Doctors describe kidney cancer that has spread outside the kidney as advanced cancer. The treatment used most often in the UK for advanced kidney cancer is interferon alpha (IFN). IFN boosts the immune system to help fight the cancer. Doctors may prescribe sorafenib for people who can no longer take IFN, or for people for whom IFN isn't suitable.
Sorafenib works in 2 different ways:
- It blocks messages that tell the cancer cells to grow
- It stops the cancer from making blood vessels
Sorafenib is usually taken as two 200mg tablets twice a day for as long as the treatment is helping. It should be taken on an empty stomach at least two hours before a meal.
A large cancer research trial has tested the effectiveness of sorafenib in people with advanced kidney cancer.
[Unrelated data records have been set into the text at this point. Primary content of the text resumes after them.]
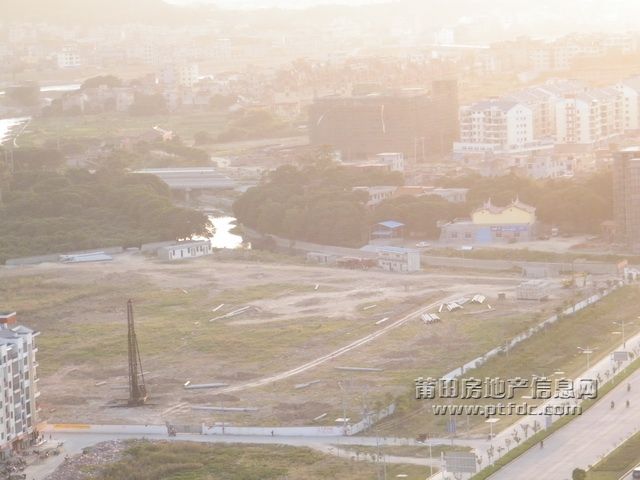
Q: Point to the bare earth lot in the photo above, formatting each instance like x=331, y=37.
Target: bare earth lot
x=80, y=310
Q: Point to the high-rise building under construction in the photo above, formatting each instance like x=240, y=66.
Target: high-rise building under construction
x=420, y=124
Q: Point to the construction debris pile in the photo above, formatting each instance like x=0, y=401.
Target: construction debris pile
x=83, y=466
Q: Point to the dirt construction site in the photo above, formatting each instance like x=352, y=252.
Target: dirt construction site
x=255, y=341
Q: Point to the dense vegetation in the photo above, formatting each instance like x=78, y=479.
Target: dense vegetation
x=48, y=212
x=196, y=461
x=315, y=202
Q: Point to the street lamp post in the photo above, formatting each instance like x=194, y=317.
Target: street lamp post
x=622, y=325
x=587, y=351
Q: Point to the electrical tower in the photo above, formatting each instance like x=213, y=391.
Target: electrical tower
x=137, y=388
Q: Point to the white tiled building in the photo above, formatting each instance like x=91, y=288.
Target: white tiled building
x=185, y=250
x=495, y=125
x=397, y=259
x=630, y=90
x=18, y=385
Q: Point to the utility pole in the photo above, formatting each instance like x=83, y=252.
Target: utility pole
x=137, y=387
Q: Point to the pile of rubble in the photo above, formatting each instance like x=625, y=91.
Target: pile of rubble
x=78, y=466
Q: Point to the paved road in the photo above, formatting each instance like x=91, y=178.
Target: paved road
x=629, y=476
x=585, y=440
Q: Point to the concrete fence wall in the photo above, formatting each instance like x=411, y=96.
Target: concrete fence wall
x=54, y=257
x=479, y=361
x=319, y=431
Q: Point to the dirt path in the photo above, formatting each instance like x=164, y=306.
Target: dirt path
x=336, y=353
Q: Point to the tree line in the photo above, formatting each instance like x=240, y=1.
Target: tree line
x=315, y=201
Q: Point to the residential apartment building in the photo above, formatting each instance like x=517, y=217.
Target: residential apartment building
x=179, y=75
x=630, y=91
x=18, y=385
x=68, y=58
x=495, y=125
x=534, y=119
x=589, y=117
x=626, y=198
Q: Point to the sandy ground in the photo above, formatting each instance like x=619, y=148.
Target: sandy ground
x=297, y=313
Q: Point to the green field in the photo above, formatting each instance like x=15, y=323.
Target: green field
x=618, y=462
x=193, y=461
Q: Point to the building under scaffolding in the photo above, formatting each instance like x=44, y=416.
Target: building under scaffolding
x=420, y=124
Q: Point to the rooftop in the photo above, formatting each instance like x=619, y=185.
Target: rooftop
x=391, y=224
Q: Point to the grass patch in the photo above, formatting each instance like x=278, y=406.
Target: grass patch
x=618, y=462
x=193, y=461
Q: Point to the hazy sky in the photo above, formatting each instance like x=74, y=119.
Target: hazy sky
x=274, y=3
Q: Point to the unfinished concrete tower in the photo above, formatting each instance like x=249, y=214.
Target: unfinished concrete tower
x=137, y=388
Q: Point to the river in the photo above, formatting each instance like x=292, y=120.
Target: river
x=8, y=124
x=222, y=237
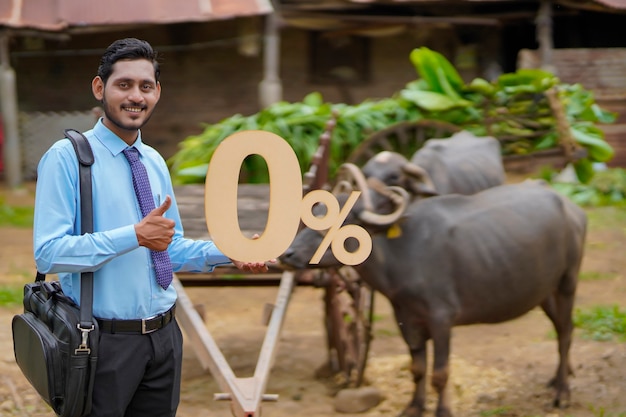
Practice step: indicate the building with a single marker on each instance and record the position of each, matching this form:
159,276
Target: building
222,57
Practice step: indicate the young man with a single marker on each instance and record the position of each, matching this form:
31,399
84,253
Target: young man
138,372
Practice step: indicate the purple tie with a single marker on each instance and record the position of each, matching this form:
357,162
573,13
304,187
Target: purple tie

All the people who took part had already had other treatments, such as interferon or interleukin (IL-2).
The study found in people taking sorafenib the cancer stopped growing for longer than in people taking a sugar pill, placebo. When a cancer isn't growing doctors say the disease is stable. On average people taking sorafenib had stable disease for 5.5 months compared to 2.8 months for people taking the placebo.
In the study for every 100 people taking sorafenib:
- 10 had the cancer shrink (10%). (This is called a partial response)
- 74 had the cancer temporarily stop growing (74%) (This is called stable disease.)
By comparison for every 100 people taking the placebo
- 2 had the cancer shrink (2%)
- 53 had the cancer temporarily stop growing (53%)
So, 84% of people taking sorafenib had the cancer shrink or stop growing for a time compared to only 55% of people taking the placebo.
Overall, these are encouraging results and many experts feel that sorafenib may help people with advanced renal cell cancer to live for longer although it is still too early to say this for sure.
Generally most people taking sorafenib were able to cope with its side-effects. And, only a few people had to stop the treatment due to side-effects.
The most common side-effects were
- Skin rash
- Redness and soreness of the palms and soles of the feet
- High blood pressure
- Tiredness
- Hair loss
- Diarrhoea
Less common side effects included
- Chest pain (angina)
- Problems with bleeding
People taking sorafenib should have their blood pressure checked regularly because it can cause high blood pressure. Some people may need to take blood pressure tablets while taking sorafenib if their blood pressure is high.
Sorafenib is licensed for use in advanced kidney cancer in the UK for people who have had previous treatment with interferon-alpha or interleukin-2 and for people for whom who these treatments aren't suitable. Your specialist will be able to tell you whether sorafenib may be a possible treatment for you.
Unfortunately, sorafenib is not widely available in the UK. In England and Wales, the body that issues guidance on the use of new treatments in the NHS, the National Institute for Clinical Excellence (NICE) have still to give a ruling. In Scotland, the SMC (Scottish equivalent of NICE), have turned down sorafenib on cost grounds.
Reference
- Escudier, B et al Sorafenib in advanced clear cell renal cell carcinoma The New England Journal of Medicine 2007;356:125-134.